Placing a value on nature

To balance the carbon budget, it is vital to place a value on taking carbon out of the atmosphere and incentivise investment in assets which enable this process. Nature, through the process of photosynthesis, is critical to this part of the carbon cycle.

Nature-based carbon credits provide a price signal for the positive externality of carbon sequestration and storage. This helps to change behaviour, by attributing a value to the conservation and growth of nature rather than its extraction. Here, the value of a tree is more fully reflected - rather than just being about its conversion to timber.

Placing a price on nature’s ability to sequester and store carbon is only half of the equation. Natural capital refers to the ecosystems which include wetlands, rivers, lakes, forests, dunes and soils to sustain life on Earth. Unlike manufactured capital (goods or fixed assets which contribute to production process) and human capital (people's knowledge and skills) there are no established methods for valuing natural capital or economic incentives to help sustain it.

This could also come in the form of an equity instrument by holding stock in a Natural Asset Company (NAC). NACs would hold the rights to ecosystem services produced by natural, working, or hybrid lands. Given the huge variety in natural capital, which is a heterogenous asset class, an equity could be the key instrument to capture its value.

As the market for natural capital develops, nature-based carbon credits and NACs could allow companies and countries to offset their environmental liabilities.

Environmental Products

A new economic model

The green premium - the additional cost for some clean energy sources - illustrates how much it will cost to reduce emissions across the economy where fossil fuels are involved. This includes the production of electricity, manufacturing, agriculture, transportation, and heating and cooling.

Wind and solar is now cost competitive with fossil fuels due to the learning rate of renewable technology. Policy support in the form of subsidies has also enabled the deployment of renewable technology.

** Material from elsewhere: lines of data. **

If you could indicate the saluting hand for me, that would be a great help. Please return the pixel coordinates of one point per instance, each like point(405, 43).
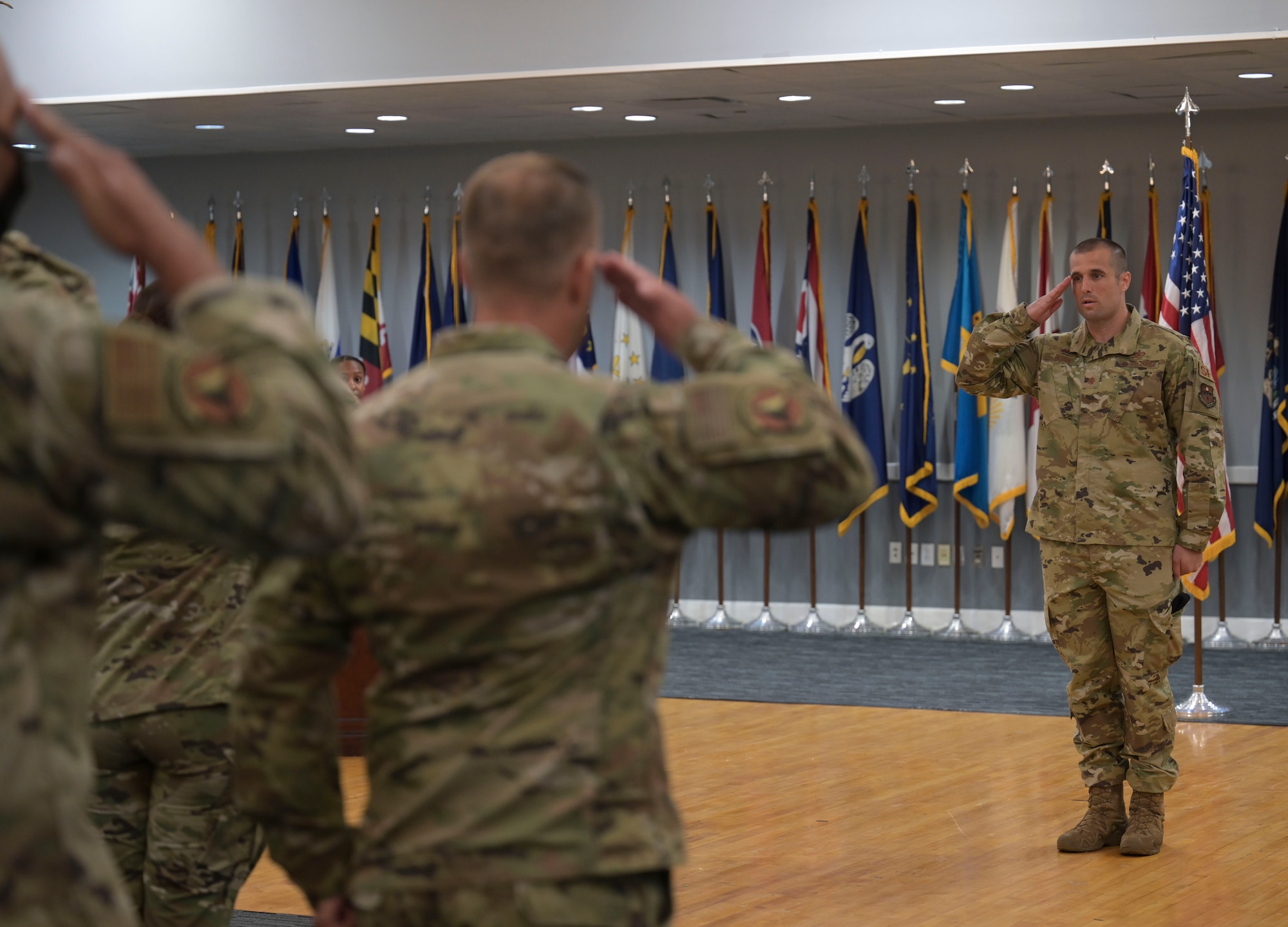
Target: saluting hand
point(651, 298)
point(1045, 307)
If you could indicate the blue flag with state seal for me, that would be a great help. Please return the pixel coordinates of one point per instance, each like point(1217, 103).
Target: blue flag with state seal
point(861, 384)
point(971, 456)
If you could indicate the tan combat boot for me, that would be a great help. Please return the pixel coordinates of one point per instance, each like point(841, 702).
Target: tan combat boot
point(1144, 835)
point(1103, 825)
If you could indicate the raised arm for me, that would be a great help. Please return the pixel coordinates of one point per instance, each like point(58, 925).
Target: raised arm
point(1000, 359)
point(750, 442)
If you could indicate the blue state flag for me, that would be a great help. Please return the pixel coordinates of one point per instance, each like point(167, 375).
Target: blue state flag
point(918, 491)
point(428, 317)
point(293, 255)
point(971, 457)
point(1273, 459)
point(715, 268)
point(665, 365)
point(861, 384)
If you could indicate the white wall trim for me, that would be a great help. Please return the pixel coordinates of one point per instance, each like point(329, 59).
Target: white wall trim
point(1159, 41)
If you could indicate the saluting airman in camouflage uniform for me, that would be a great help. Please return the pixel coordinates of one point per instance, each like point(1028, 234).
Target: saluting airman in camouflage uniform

Critically, the development of Carbonomics has also accelerated the erosion of the green premium in electricity generation by introducing instruments such as carbon allowances. These allow a cost to be attributed to the negative externality of pollution, while RECs can price the positive externality of carbon-free electricity.

Other technologies remain more expensive – such as green hydrogen and carbon removals. Their green premium must also be eroded to complete the energy transition and contribute to the goal of net zero.

Quoted markets, like ICE provide a venue for buyers and sellers to negotiate and hedge exposure to future price risk for a range of externalities, along with renewable fuels. A price signal for pollution, through a carbon allowance, can incentivise fuel switching from coal to natural gas and promote innovation in new, cleaner, technologies. Similarly, the development of natural capital as an asset class will help promote investment in life-sustaining ecosystems.

Reflecting how companies use environmental markets to manage and price climate risk, a record 18 billion tons of carbon allowances traded on ICE’s markets last year. This is equivalent to ~$1 trillion in notional value and equal to over half the world’s estimated total annual energy-related emissions footprint.

This illustrates one of many ways that markets facilitate efficient capital allocation across the carbon cycle, and ultimately, help to address the challenge of climate change.